Now, we can conveniently access our registers in one nice struct. Let's test it out by making a quick test program in our main function:

#include <stdio.h>
#include "reg.c"
Registers reg;
int main() {
    unsigned char result;
    reg.X = 2;
    reg.Y = 3;
    result = reg.X + reg.Y;
    reg.A = result;
    printf("X contains: %d\n", reg.X);
    printf("Y contains: %d\n", reg.Y);
    printf("A contains: %d\n", reg.A);
    getchar();
    
    return 0;
}

Our test output:

X contains: 2
Y contains: 3
A contains: 5

Cool! We have CPU registers! But now let's think about what a CPU does... A CPU needs to be able to run the whole fetch-decode-execute cycle in order to manipulate the registers. We'll need to actually create a CPU module in this case. Let's create a simple cpu.h file and define the API. For now, we just want a CPU to run and have access to the registers. That's all!

cpu.h

#ifndef GR_CPU_H
#define GR_CPU_H
void cpu_run();
#endif

cpu.c

#include <stdio.h>
#include "reg.c"
#include "cpu.h"
void cpu_run() {
	puts("I'm running!");
}

main.c

#include <stdio.h>
#include "cpu.h"
int main() {
    cpu_run();
    getchar();
    return 0;
}

Output:

I'm running!

Now, let's implement the run loop that will simulate a fetch-decode-execute cycle.

#include <stdio.h>
#include "reg.c"
#include "cpu.h"
Registers reg;
unsigned char mem[65536];
void cpu_run() {
	reg.X = 0x0;
	reg.Y = 0x0;
	reg.A = 0x0;
	reg.P = 0x0;
	
	reg.S = 0x01FF;
	reg.PC = 0x8000;
	
	for(;;) {
		unsigned char op = mem[reg.PC];
		
		switch(op) {
			case 0x00:
				++reg.PC;
				printf("Run opcode 0x00");
				break;
			case 0x01:
				++reg.PC;
				printf("Run opcode 0x01");
				break;
			case 0x02:
				++reg.PC;
				printf("Run opcode 0x02");
				break;
			default:
				/* no-op */
				break;
		}
	}
}

Here is what is going on:

In this example, I've only implemented up to opcode 0x02. The rest should just be typing.. or scripting... whatever you prefer.
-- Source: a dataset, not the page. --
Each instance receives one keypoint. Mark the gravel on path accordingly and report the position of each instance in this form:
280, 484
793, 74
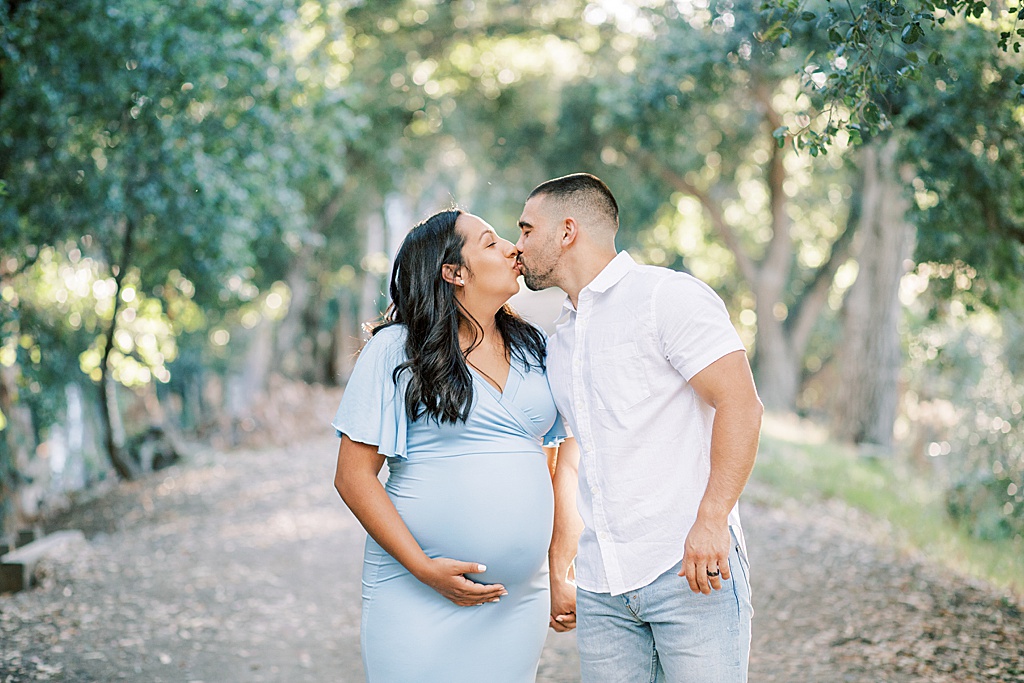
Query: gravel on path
245, 565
But just by having this skeleton code tells us a couple of things:

  1. We need to implement a memory controller. Having an array of bytes is not going to cut it because the 6502 uses an MMIO system and many peripherals will access certain addresses along with the NES using memory mirroring in certain spaces. We need to abstract this away and make it easier to program by providing an API to deal with this.
  2. We need to be able to know how many bytes to increment the PC depending on the opcode being executed.
  3. We should take advantage early in this CPU process to also create a disassembler. This will help us become familiar with the 6502 assembly language.

Okay, let's get started.

Memory Controller

Refer to the Memory Map of the NES for the address ranges we should hand for our memory manager. For now let's create two new files, mem_man.h and mem_man.c.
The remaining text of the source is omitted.